« Nous t’attendions pour dîner, a dit maman Laura. Viens faire un brin de toilette. Geddy va monter ta valise dans ta chambre, tu veux bien, Geddy ? »
Le garçon a semblé ravi de se charger du sac marin dans lequel j’avais jeté quelques vêtements de rechange. « Merci, ai-je dit.
— Ne tarde pas », a conseillé mon père, qui n’avait pas changé depuis notre dernière rencontre. La même chemise bleue impeccable, la même cravate noire froissée et desserrée. C’était un homme de grande taille, mais sans embonpoint. On disait que je lui ressemblais, ce qui était sans doute vrai, mais cette ressemblance ne m’apparaissait que quand j’étais fatigué ou en colère. Comme si un mécontentement de tous les instants avait laissé sa marque sur son visage.
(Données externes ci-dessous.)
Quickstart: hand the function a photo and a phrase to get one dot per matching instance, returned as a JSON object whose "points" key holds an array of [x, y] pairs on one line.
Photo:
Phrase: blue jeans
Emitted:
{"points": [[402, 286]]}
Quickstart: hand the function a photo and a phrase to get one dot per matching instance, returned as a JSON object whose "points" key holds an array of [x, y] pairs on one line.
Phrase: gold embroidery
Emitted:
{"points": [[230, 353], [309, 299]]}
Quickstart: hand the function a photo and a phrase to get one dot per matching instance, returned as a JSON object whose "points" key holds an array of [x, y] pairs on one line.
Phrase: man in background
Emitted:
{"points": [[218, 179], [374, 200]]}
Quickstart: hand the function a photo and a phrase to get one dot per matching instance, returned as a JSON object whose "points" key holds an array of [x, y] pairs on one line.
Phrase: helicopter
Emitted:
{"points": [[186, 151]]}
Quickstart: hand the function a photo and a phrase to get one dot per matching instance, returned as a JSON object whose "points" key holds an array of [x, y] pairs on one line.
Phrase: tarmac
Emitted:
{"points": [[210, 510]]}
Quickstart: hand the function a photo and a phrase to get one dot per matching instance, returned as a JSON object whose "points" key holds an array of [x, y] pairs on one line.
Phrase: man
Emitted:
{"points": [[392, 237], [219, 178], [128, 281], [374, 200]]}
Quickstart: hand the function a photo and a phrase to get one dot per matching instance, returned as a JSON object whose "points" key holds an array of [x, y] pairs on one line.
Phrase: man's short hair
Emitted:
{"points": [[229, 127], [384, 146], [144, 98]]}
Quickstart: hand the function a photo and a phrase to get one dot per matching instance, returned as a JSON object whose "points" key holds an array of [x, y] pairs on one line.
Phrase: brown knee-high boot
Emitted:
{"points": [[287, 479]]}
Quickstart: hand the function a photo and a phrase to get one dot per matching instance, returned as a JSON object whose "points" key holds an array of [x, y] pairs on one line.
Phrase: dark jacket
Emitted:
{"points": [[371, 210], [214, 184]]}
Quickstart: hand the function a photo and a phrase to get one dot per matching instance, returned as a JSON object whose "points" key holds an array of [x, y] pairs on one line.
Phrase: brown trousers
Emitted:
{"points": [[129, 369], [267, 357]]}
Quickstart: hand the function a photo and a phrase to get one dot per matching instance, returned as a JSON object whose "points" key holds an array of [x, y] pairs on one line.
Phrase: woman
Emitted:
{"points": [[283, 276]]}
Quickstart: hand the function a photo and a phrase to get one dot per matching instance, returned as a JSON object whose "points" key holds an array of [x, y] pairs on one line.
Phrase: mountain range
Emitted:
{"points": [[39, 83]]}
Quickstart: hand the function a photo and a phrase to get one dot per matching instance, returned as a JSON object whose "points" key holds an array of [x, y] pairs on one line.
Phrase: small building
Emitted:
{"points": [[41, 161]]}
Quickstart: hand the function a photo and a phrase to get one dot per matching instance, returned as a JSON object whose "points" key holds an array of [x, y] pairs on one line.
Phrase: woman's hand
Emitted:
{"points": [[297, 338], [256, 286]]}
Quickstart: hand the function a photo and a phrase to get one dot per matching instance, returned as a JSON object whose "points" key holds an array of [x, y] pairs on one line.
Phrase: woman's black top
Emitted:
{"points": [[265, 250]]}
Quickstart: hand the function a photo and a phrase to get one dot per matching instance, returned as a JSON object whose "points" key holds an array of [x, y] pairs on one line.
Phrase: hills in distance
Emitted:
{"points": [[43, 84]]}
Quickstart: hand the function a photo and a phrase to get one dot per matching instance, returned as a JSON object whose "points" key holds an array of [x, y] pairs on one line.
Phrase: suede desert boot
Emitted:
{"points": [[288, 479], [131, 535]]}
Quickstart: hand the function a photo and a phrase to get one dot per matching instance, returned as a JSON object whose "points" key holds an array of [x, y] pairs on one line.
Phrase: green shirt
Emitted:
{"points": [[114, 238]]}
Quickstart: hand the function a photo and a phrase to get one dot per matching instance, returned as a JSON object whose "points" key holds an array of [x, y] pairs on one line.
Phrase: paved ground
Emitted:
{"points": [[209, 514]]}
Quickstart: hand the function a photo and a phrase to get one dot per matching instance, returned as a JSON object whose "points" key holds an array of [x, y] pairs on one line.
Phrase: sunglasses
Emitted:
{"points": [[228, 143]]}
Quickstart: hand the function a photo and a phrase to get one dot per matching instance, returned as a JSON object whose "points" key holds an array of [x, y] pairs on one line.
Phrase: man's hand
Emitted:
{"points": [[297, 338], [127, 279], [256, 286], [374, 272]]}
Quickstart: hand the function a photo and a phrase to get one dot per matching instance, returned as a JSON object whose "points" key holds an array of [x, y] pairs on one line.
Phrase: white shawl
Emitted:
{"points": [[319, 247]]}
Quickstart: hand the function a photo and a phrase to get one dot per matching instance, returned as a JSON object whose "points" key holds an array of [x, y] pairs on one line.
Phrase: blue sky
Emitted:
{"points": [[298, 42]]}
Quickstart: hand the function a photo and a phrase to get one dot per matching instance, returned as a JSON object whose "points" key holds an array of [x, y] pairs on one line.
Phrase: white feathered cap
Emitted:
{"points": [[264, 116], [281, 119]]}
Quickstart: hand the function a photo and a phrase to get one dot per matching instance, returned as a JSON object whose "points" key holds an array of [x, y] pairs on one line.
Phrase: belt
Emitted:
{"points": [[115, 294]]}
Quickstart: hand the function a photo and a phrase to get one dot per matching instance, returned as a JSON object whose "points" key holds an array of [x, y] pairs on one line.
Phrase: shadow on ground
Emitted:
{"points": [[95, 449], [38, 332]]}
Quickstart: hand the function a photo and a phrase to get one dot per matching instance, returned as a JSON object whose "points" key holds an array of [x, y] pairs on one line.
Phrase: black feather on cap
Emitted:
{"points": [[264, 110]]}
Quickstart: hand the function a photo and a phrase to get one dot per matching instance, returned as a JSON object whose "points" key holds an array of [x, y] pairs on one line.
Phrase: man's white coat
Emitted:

À table, nous n’avons pas parlé de mamie Fisk… du moins, pas tout de suite. Nous avions déjà eu cette conversation-là au téléphone, pour les points importants. Un deuxième problème de santé, celui-là sans rapport avec sa vessie, avait tiré mamie Fisk du sommeil au petit matin. Cette fois-ci, elle ne s’était pas excusée du dérangement qu’elle causait à tout le monde, n’avait pas tenu à s’habiller avant l’arrivée des ambulanciers. Elle s’était réveillée incapable de contrôler ou de sentir la moitié droite de son corps, d’y voir de plus d’un œil, de parler de manière articulée et compréhensible : elle ne pouvait s’exprimer que par un horrible gémissement terrifié.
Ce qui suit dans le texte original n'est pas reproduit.